RAID can be implemented either by dedicated hardware (RAID modules integrated into SCSI or SATA controller cards) or by software abstraction (the kernel). Whether hardware or software, a RAID system with enough redundancy can transparently stay operational when a disk fails; the upper layers of the stack (applications) can even keep accessing the data in spite of the failure. Of course, this “degraded mode” can have an impact on performance, and redundancy is reduced, so a further disk failure can lead to data loss. In practice, therefore, one will strive to only stay in this degraded mode for as long as it takes to replace the failed disk. Once the new disk is in place, the RAID system can reconstruct the required data so as to return to a safe mode. The applications won't notice anything, apart from potentially reduced access speed, while the array is in degraded mode or during the reconstruction phase.

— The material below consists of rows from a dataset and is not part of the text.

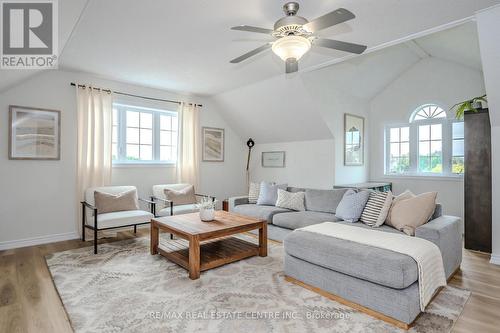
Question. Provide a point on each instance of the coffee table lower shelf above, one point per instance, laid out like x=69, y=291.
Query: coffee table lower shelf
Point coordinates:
x=213, y=253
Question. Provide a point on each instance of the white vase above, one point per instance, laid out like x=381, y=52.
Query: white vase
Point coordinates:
x=207, y=214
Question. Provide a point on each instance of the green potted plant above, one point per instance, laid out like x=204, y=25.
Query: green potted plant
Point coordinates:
x=473, y=105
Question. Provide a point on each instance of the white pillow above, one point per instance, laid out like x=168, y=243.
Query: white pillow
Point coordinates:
x=376, y=208
x=289, y=200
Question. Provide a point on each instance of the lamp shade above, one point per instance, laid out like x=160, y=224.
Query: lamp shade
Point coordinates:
x=291, y=47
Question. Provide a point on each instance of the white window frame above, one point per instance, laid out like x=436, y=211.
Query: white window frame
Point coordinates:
x=447, y=145
x=121, y=160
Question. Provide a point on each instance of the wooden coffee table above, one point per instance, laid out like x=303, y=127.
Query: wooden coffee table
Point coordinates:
x=210, y=244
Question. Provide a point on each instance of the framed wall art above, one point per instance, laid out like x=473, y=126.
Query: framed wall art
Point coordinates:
x=34, y=133
x=354, y=134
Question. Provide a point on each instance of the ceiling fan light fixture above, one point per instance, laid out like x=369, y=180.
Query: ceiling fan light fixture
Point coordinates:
x=291, y=47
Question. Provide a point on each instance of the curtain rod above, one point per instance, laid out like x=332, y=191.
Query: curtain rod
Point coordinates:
x=138, y=96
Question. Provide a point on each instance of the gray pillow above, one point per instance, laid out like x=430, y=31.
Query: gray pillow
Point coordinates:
x=325, y=201
x=351, y=206
x=268, y=194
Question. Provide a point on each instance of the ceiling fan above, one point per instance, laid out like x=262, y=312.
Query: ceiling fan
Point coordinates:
x=295, y=36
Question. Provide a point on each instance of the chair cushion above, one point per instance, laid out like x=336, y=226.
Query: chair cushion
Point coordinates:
x=107, y=203
x=260, y=212
x=296, y=220
x=381, y=266
x=325, y=201
x=178, y=210
x=123, y=218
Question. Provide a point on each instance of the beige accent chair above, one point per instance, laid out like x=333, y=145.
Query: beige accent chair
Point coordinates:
x=91, y=219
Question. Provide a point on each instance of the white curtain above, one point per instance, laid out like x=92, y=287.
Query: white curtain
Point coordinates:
x=188, y=164
x=95, y=128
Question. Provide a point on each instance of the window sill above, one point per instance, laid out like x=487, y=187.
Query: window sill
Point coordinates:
x=456, y=178
x=143, y=165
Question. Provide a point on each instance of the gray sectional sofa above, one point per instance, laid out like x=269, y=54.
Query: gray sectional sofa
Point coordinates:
x=375, y=278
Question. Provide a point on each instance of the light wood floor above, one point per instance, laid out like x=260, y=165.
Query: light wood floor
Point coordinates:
x=30, y=303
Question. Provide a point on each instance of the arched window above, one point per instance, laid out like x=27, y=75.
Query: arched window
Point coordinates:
x=431, y=144
x=428, y=111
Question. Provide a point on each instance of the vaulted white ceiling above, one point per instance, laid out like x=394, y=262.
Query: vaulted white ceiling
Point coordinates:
x=186, y=45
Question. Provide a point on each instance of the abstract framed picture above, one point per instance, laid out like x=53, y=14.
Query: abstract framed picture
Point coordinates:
x=213, y=144
x=34, y=134
x=354, y=133
x=273, y=159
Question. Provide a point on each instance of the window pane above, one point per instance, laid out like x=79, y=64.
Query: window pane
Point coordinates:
x=133, y=135
x=165, y=138
x=423, y=132
x=165, y=122
x=394, y=150
x=146, y=120
x=424, y=149
x=146, y=152
x=133, y=152
x=436, y=132
x=405, y=134
x=166, y=153
x=458, y=165
x=458, y=130
x=132, y=119
x=146, y=136
x=394, y=135
x=458, y=147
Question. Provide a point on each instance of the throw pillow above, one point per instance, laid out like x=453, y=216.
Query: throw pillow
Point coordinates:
x=403, y=196
x=108, y=203
x=293, y=201
x=408, y=214
x=376, y=208
x=351, y=206
x=183, y=197
x=253, y=192
x=269, y=193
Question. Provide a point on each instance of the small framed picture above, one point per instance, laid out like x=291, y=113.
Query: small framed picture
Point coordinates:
x=213, y=144
x=34, y=134
x=273, y=159
x=354, y=132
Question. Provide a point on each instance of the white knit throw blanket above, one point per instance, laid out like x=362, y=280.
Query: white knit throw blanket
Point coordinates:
x=431, y=274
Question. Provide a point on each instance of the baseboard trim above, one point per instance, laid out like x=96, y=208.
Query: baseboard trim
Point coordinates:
x=495, y=259
x=14, y=244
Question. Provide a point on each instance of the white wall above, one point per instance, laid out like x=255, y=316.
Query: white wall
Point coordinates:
x=39, y=197
x=308, y=164
x=429, y=81
x=488, y=22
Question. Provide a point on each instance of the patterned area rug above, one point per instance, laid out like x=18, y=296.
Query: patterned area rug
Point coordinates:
x=125, y=289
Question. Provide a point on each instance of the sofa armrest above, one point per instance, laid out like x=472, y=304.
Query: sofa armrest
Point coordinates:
x=445, y=232
x=235, y=201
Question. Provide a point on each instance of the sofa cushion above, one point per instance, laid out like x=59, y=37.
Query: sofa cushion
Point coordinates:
x=260, y=212
x=296, y=220
x=381, y=266
x=323, y=200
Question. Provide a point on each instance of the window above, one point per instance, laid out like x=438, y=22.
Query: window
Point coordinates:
x=430, y=144
x=144, y=135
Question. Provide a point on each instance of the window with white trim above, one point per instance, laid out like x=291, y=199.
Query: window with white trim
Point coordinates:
x=429, y=145
x=144, y=135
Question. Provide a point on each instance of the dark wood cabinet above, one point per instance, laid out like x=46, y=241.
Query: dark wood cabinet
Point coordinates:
x=477, y=181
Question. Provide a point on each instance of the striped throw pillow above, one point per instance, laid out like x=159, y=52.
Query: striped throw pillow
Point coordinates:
x=376, y=208
x=253, y=192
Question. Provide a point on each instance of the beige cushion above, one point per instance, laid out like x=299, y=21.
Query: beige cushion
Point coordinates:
x=410, y=211
x=107, y=202
x=182, y=197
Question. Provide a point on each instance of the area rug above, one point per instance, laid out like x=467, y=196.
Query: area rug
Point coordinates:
x=125, y=289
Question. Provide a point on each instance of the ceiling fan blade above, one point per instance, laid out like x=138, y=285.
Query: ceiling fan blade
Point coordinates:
x=291, y=65
x=336, y=17
x=251, y=53
x=249, y=28
x=338, y=45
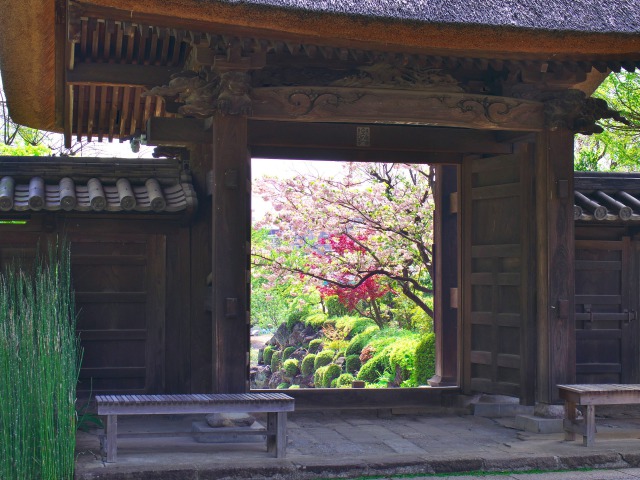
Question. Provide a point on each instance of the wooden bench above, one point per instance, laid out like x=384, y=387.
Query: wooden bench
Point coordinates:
x=589, y=396
x=275, y=405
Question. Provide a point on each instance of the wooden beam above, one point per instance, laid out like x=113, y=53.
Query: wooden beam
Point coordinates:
x=346, y=155
x=445, y=322
x=178, y=131
x=230, y=251
x=373, y=137
x=121, y=75
x=357, y=105
x=555, y=289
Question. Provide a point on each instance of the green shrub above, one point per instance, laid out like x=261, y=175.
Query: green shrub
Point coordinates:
x=325, y=374
x=315, y=320
x=425, y=366
x=290, y=367
x=352, y=326
x=306, y=367
x=314, y=345
x=39, y=363
x=335, y=308
x=352, y=363
x=323, y=358
x=267, y=354
x=374, y=368
x=344, y=380
x=360, y=341
x=402, y=358
x=333, y=371
x=318, y=375
x=295, y=317
x=335, y=345
x=287, y=352
x=276, y=361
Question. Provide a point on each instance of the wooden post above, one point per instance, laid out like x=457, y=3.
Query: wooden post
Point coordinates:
x=230, y=243
x=555, y=263
x=445, y=323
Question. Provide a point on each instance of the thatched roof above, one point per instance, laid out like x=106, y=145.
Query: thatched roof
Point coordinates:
x=33, y=33
x=559, y=15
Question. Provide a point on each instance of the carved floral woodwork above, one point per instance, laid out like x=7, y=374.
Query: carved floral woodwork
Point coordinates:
x=573, y=110
x=226, y=92
x=339, y=104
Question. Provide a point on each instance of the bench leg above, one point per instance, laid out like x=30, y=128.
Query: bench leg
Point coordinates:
x=112, y=438
x=277, y=433
x=590, y=426
x=570, y=420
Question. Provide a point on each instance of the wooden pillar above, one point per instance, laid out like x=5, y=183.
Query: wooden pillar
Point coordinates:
x=230, y=242
x=445, y=282
x=555, y=263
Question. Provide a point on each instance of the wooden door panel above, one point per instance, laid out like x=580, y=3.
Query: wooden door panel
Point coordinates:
x=119, y=284
x=605, y=319
x=497, y=275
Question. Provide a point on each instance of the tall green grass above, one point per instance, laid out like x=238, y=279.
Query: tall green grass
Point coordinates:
x=39, y=364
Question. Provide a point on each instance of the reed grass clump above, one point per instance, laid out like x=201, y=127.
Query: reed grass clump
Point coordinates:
x=39, y=365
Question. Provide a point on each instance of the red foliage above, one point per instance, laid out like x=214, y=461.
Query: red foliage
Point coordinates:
x=368, y=290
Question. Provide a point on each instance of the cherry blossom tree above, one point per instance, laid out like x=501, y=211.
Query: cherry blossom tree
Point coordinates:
x=362, y=234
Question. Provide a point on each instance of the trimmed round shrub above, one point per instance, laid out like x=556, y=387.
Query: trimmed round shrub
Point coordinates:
x=324, y=375
x=315, y=320
x=323, y=358
x=318, y=375
x=352, y=363
x=333, y=372
x=314, y=345
x=267, y=354
x=287, y=352
x=276, y=361
x=373, y=369
x=360, y=341
x=290, y=367
x=425, y=366
x=344, y=380
x=306, y=368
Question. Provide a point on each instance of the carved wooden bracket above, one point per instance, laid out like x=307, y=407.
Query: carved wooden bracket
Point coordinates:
x=363, y=105
x=225, y=92
x=571, y=109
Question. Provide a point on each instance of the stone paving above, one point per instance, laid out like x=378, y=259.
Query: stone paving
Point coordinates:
x=351, y=444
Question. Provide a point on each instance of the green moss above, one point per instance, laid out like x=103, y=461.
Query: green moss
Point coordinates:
x=344, y=380
x=287, y=352
x=276, y=361
x=424, y=368
x=374, y=368
x=326, y=374
x=358, y=342
x=314, y=345
x=323, y=358
x=267, y=354
x=307, y=364
x=352, y=363
x=290, y=367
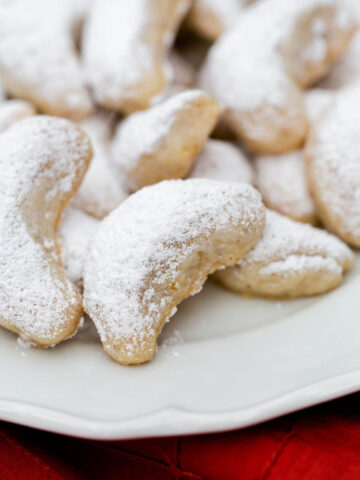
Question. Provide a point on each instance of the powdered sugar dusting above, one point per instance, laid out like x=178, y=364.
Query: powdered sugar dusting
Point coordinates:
x=103, y=187
x=41, y=159
x=316, y=102
x=13, y=110
x=221, y=160
x=115, y=54
x=288, y=247
x=76, y=230
x=335, y=164
x=282, y=181
x=141, y=248
x=142, y=132
x=37, y=57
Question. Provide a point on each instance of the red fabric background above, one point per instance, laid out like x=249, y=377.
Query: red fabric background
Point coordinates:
x=318, y=443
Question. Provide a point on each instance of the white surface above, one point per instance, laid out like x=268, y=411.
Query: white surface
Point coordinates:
x=239, y=361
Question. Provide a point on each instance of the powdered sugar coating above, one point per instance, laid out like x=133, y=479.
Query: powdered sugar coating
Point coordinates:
x=223, y=161
x=347, y=70
x=333, y=165
x=76, y=230
x=103, y=187
x=2, y=93
x=124, y=45
x=42, y=162
x=142, y=132
x=156, y=249
x=254, y=70
x=12, y=111
x=37, y=57
x=210, y=18
x=291, y=259
x=281, y=180
x=162, y=142
x=317, y=101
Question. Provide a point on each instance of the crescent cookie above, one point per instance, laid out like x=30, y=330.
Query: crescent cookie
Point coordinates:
x=281, y=180
x=12, y=111
x=222, y=161
x=103, y=188
x=258, y=68
x=291, y=260
x=162, y=142
x=37, y=57
x=76, y=230
x=43, y=160
x=333, y=166
x=210, y=18
x=347, y=70
x=124, y=49
x=317, y=101
x=158, y=248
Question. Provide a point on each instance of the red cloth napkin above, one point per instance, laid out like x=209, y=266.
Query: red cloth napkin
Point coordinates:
x=318, y=443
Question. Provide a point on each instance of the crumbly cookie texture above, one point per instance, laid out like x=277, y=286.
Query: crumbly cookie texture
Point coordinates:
x=104, y=187
x=291, y=260
x=257, y=69
x=124, y=45
x=43, y=160
x=346, y=71
x=158, y=248
x=211, y=18
x=76, y=230
x=12, y=111
x=162, y=142
x=38, y=61
x=281, y=180
x=317, y=100
x=333, y=166
x=222, y=161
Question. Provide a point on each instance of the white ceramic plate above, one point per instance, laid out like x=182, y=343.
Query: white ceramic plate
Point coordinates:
x=224, y=362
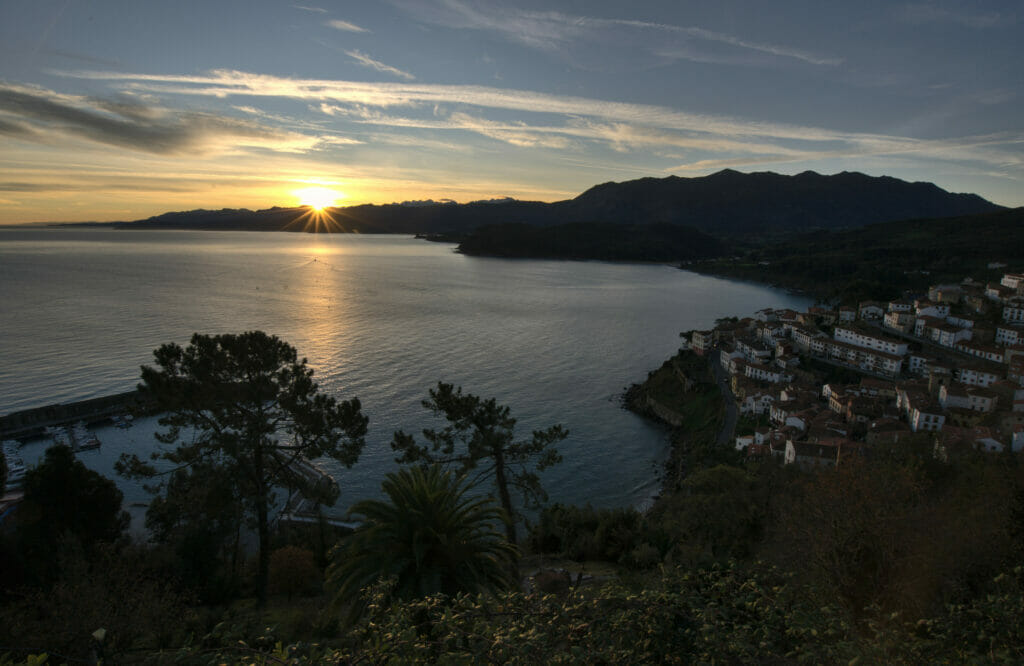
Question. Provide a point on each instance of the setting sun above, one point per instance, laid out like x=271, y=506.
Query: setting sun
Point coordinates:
x=317, y=198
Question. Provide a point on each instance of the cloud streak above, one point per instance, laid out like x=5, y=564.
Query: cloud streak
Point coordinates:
x=366, y=60
x=44, y=115
x=345, y=26
x=554, y=31
x=923, y=12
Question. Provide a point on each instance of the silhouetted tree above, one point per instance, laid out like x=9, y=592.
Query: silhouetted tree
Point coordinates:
x=64, y=498
x=251, y=410
x=428, y=537
x=293, y=571
x=480, y=439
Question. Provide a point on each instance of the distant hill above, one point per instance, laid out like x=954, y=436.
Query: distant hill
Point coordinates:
x=880, y=260
x=593, y=241
x=724, y=204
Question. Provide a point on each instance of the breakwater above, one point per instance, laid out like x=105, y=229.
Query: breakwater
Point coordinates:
x=32, y=422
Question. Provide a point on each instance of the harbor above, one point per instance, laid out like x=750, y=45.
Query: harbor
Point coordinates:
x=31, y=423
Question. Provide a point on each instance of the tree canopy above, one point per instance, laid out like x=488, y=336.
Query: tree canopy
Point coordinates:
x=65, y=497
x=428, y=538
x=244, y=409
x=479, y=439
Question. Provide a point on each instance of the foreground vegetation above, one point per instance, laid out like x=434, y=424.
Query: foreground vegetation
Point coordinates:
x=897, y=557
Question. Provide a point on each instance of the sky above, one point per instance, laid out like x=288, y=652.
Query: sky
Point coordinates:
x=120, y=110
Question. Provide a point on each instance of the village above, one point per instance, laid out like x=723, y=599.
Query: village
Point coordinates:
x=943, y=370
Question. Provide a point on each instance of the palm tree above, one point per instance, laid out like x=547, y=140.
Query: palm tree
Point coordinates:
x=429, y=538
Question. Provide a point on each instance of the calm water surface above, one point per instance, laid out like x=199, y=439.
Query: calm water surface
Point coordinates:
x=382, y=318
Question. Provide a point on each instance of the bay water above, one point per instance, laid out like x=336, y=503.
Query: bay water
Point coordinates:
x=381, y=318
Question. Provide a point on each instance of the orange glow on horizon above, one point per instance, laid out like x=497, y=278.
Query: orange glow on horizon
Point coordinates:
x=317, y=198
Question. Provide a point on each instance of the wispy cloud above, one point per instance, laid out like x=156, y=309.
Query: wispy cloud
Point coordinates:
x=366, y=60
x=925, y=12
x=345, y=26
x=226, y=83
x=563, y=122
x=44, y=115
x=554, y=31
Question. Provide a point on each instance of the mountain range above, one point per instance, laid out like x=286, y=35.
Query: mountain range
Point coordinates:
x=723, y=204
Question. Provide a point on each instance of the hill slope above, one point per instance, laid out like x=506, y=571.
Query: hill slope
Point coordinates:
x=726, y=203
x=879, y=259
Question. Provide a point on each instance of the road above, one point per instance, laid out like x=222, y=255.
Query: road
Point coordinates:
x=727, y=434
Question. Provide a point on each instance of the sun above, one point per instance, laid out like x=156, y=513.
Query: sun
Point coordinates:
x=317, y=198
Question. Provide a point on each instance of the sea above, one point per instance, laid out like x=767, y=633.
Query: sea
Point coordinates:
x=381, y=318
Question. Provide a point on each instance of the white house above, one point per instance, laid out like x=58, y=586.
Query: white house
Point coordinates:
x=1014, y=313
x=972, y=398
x=900, y=306
x=984, y=351
x=926, y=417
x=976, y=376
x=1013, y=280
x=869, y=340
x=870, y=309
x=898, y=321
x=923, y=307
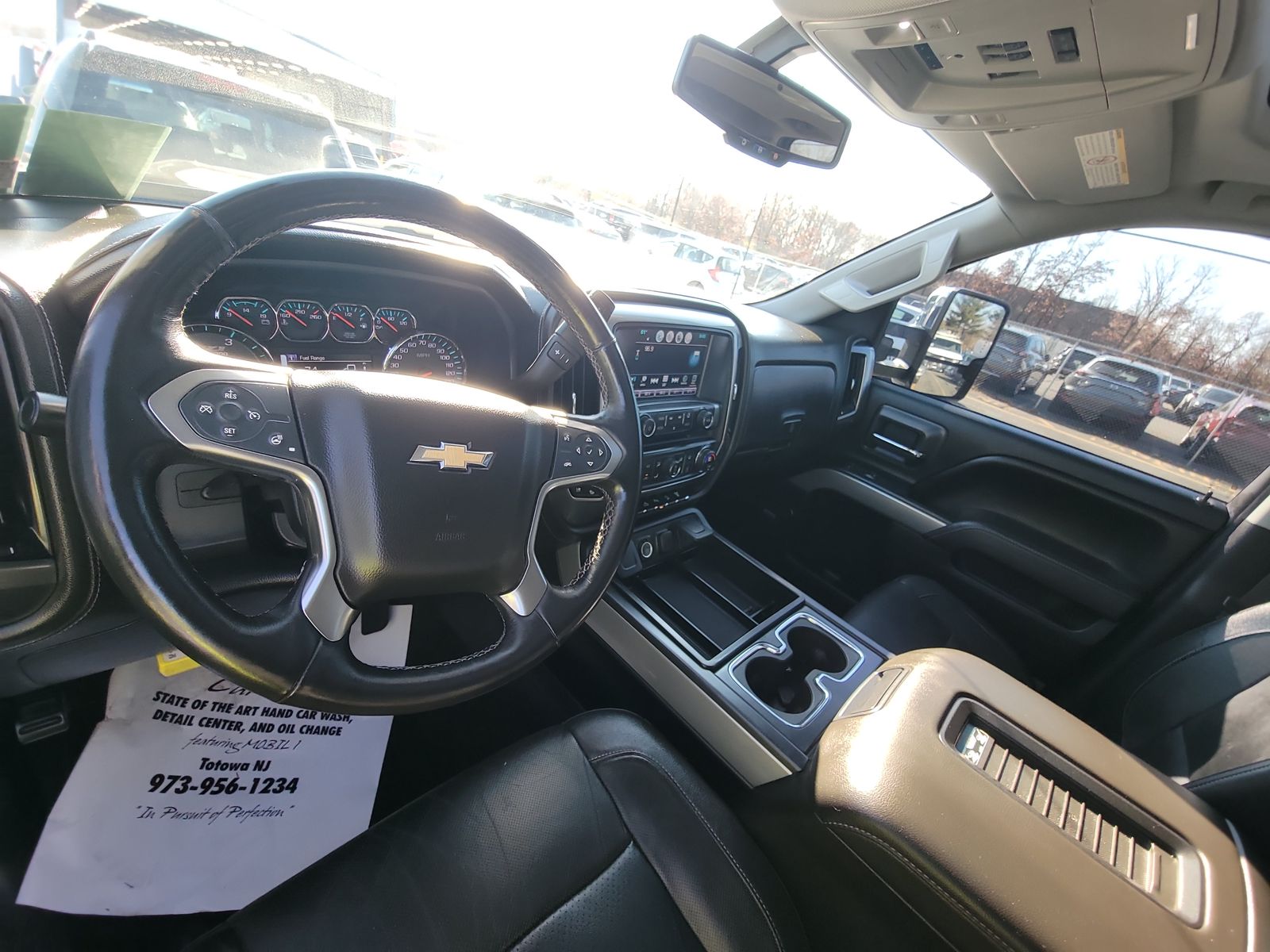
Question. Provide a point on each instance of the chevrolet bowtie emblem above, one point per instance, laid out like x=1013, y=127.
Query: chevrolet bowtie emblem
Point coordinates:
x=452, y=456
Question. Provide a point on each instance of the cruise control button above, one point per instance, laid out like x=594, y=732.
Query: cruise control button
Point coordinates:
x=224, y=413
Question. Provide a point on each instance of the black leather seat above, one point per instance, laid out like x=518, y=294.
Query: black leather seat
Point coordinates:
x=1198, y=708
x=588, y=835
x=914, y=612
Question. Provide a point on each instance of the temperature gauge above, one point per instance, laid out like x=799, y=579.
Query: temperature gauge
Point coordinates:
x=302, y=321
x=353, y=324
x=394, y=325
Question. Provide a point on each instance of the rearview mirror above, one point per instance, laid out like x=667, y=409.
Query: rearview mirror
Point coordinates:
x=760, y=112
x=963, y=328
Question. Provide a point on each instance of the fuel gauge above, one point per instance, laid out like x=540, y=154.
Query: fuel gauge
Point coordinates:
x=251, y=315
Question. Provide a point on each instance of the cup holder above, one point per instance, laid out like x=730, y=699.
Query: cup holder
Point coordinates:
x=784, y=682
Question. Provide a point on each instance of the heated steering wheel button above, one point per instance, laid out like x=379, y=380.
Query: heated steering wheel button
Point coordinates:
x=277, y=440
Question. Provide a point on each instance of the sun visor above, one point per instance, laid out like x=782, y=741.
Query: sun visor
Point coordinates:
x=1115, y=155
x=1000, y=63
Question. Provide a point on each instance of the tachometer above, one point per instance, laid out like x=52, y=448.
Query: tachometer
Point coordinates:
x=353, y=324
x=393, y=325
x=429, y=355
x=228, y=342
x=253, y=315
x=302, y=321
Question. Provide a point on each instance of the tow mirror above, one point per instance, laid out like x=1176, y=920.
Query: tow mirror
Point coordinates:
x=963, y=328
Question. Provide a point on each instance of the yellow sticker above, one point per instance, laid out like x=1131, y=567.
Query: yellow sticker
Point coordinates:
x=1104, y=159
x=173, y=662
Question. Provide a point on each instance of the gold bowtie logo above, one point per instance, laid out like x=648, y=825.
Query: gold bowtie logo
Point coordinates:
x=452, y=456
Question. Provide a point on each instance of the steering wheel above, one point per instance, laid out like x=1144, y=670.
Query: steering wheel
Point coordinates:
x=412, y=486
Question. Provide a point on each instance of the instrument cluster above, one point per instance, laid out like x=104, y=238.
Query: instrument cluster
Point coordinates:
x=344, y=336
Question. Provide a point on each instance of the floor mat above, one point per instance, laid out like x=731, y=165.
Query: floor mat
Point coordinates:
x=194, y=795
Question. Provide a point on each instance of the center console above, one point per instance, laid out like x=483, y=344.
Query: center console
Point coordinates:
x=753, y=666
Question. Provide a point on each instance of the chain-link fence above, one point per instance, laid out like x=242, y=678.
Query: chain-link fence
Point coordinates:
x=1204, y=433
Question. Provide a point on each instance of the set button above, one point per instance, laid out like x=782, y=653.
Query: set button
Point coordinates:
x=256, y=418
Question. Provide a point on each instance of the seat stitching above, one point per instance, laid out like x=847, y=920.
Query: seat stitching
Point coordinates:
x=592, y=881
x=963, y=911
x=732, y=860
x=1230, y=774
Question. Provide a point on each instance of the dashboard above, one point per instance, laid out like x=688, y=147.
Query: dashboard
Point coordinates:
x=340, y=298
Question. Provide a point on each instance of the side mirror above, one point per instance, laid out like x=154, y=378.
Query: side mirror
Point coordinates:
x=760, y=112
x=963, y=327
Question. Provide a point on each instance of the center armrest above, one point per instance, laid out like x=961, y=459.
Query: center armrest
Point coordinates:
x=1009, y=823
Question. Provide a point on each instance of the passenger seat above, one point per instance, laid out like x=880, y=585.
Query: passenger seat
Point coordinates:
x=914, y=612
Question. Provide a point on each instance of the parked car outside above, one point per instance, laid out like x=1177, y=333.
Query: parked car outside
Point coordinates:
x=695, y=267
x=1236, y=436
x=1073, y=359
x=1178, y=389
x=1016, y=362
x=1206, y=397
x=1121, y=397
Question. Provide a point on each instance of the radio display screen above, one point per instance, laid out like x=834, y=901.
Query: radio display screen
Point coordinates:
x=664, y=362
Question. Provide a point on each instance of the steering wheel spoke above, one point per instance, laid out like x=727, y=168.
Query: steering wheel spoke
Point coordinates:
x=244, y=418
x=587, y=454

When RAID is implemented by hardware, its configuration generally happens within the BIOS setup tool, and the kernel will consider a RAID array as a single disk, which will work as a standard physical disk, although the device name may be different. For instance, the kernel in Squeeze made some hardware RAID arrays available as /dev/cciss/c0d0
; the kernel in Wheezy changed this name to the more natural /dev/sda
, but other RAID controllers may still behave differently.
12.1.1.2. Setting up RAID
Setting up RAID volumes requires the
mdadm
package; it provides the
mdadm
command, which allows creating and manipulating RAID arrays, as well as scripts and tools integrating it to the rest of the system, including the monitoring system.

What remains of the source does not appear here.